At 8/11/2005 4:41 pm , Blogger wahj said...

Welcome back ...

... to reality!

(mwahahaha)

No but seriously, hope you and T had a great time in Bali.

 
At 8/11/2005 10:34 pm , Blogger limegreenspyda said...

the problem with a vacation is, sometimes, that one brings one's Self along. so the things one sees or does are tinged with the implications of Self.

in a sinister way, the becomes the driving point of one's vacation.

 
At 8/12/2005 12:37 am , Blogger NARDAC said...

What's the difference between France and Singapore? We get two months vacation. You just get 5 days.

Of course, the one bad thing is that I was on vacation so long it stopped being like vacation, and almost like real life.

 
At 8/12/2005 9:09 pm , Blogger tscd said...

So...I guess you had a good vacation?

 
At 8/13/2005 6:08 pm , Blogger Tym said...

Yes, a good vacation. Been trying to blog about it, but I always find that really hard after coming home.

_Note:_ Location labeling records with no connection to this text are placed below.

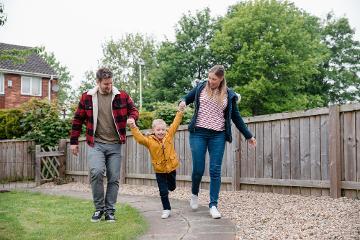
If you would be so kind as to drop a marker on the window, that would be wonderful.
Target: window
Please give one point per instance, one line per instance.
(31, 86)
(2, 84)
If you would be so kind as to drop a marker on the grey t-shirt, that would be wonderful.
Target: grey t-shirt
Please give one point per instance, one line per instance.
(105, 129)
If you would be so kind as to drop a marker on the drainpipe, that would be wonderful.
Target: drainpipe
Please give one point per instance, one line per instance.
(49, 88)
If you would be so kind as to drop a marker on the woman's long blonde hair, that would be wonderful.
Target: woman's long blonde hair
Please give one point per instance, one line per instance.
(221, 94)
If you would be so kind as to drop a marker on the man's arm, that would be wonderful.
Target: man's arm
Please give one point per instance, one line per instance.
(77, 122)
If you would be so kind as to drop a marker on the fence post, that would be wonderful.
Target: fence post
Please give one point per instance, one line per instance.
(334, 151)
(123, 163)
(62, 159)
(37, 165)
(237, 165)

Nardac --- I got 21 days of leave a year at the previous job. As a teacher, I don't get leave per se during the school term (except for emergency situations, e.g. death in the family), but school vacations run for 12 weeks of the year. Of course, I don't get to take all 12 weeks off ... Anyway, there were many, many French people in Bali. You'd've thought there was a direct transporter beaming them from the Cote d'Azur to Bali shores.